L'union syndicale Solidaires affirme ses positions radicales

SAINT-JEAN-DE-MONTS (AFP) — L'union syndicale Solidaires a affirmé son opposition radicale au gouvernement, dans un paysage syndical en pleine recomposition, avec en point de mire les élections prud'homales de décembre, lors de son congrès qui s'est achevé jeudi.

Pendant trois jours, l'union syndicale, qui comprend principalement les syndicats Sud, s'est posée en alternative face aux grandes confédérations, notamment la CGT et la CFDT. Elle leur reproche de "composer" avec le gouvernement et de vouloir écarter le "syndicalisme de lutte" en soutenant la réforme des règles de représentativité syndicale dans le secteur privé.

Les critères retenus dans le projet du gouvernement sur ce sujet, largement inspirés de la "position commune" signée par CGT, CFDT, Medef et CGPME, n'assurent pas pour l'instant une place à Solidaires parmi les organisations admises dans la négociation sociale, au nombre de cinq actuellement (CGT, CFDT, FO, CFTC, CFE-CGC).

"Nous avons renforcé notre détermination à faire reconnaître notre place dans le paysage syndical", s'est réjouie la porte-parole Annick Coupé dans son discours de clôture d'un congrès "tourné vers l'avenir".

Les délégués se sont prononcés en faveur d'un seuil de représentativité à 5% des voix aux élections professionnelles pour les entreprises et les branches, au lieu des 8% prévus par le gouvernement.

A défaut d'une place d'interlocuteur reconnu, l'union syndicale entend légitimer sa place sur le terrain en étendant son implantation, notamment dans le secteur privé.

Solidaires s'est fixé l'objectif ambitieux de rassembler 5% des voix aux élections prud'homales du 3 décembre.

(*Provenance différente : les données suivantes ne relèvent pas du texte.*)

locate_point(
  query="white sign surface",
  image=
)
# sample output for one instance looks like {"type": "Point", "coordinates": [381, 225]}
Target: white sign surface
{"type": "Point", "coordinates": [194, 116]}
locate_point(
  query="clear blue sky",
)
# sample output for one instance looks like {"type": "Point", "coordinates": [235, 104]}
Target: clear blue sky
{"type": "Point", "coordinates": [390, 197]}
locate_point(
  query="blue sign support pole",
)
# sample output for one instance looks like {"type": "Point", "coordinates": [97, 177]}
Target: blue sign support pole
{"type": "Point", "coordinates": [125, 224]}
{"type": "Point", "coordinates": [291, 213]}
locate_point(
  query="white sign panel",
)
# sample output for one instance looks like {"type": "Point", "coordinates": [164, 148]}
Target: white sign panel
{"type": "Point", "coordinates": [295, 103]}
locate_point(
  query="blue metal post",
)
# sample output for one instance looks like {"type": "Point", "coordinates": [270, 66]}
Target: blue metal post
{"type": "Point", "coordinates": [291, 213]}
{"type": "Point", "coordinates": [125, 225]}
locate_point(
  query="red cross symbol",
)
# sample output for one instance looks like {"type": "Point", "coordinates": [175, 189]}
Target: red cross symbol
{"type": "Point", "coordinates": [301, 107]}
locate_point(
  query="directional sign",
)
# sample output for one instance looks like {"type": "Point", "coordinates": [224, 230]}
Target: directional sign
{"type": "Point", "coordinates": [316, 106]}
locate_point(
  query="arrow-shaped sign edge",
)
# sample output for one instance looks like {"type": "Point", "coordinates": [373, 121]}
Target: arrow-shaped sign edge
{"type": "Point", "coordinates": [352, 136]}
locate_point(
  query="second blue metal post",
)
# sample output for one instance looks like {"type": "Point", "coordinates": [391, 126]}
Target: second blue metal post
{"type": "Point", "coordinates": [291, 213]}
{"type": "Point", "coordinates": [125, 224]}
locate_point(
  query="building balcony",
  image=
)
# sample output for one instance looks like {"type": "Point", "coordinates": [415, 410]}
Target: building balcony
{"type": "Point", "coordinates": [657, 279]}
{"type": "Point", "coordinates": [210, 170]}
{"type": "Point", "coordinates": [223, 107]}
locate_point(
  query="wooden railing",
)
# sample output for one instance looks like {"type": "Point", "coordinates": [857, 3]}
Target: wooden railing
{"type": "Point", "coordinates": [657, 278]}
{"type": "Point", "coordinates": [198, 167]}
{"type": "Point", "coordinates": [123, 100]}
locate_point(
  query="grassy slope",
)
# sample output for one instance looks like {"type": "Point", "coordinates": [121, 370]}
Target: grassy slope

Lors des dernières élections en 2002, Solidaires --sous son ancien nom de Groupe des dix-- avait rassemblé 1,51%.

Issue du Groupe des dix créé en 1981 par dix syndicats d'inspiration autonome avant de prendre le nom de Solidaires en 2004, l'organisation revendique aujourd'hui 90.000 adhérents et 43 syndicats et fédérations membres.

"Nous sommes déterminés à tout faire pour mettre un coup d'arrêt à la politique de destruction sociale généralisée du gouvernement et du Medef", a déclaré Annick Coupé, estimant que son mouvement était désormais "mieux armé" pour un "affrontement que l'on n'évitera pas".

Les délégués ont adopté des revendications radicales, comme le salaire minimum à 1.500 euros net par mois, le retour à 37,5 annuités de cotisation pour une retraite à taux plein et l'instauration d'une durée du travail à 32 heures hebdomadaires.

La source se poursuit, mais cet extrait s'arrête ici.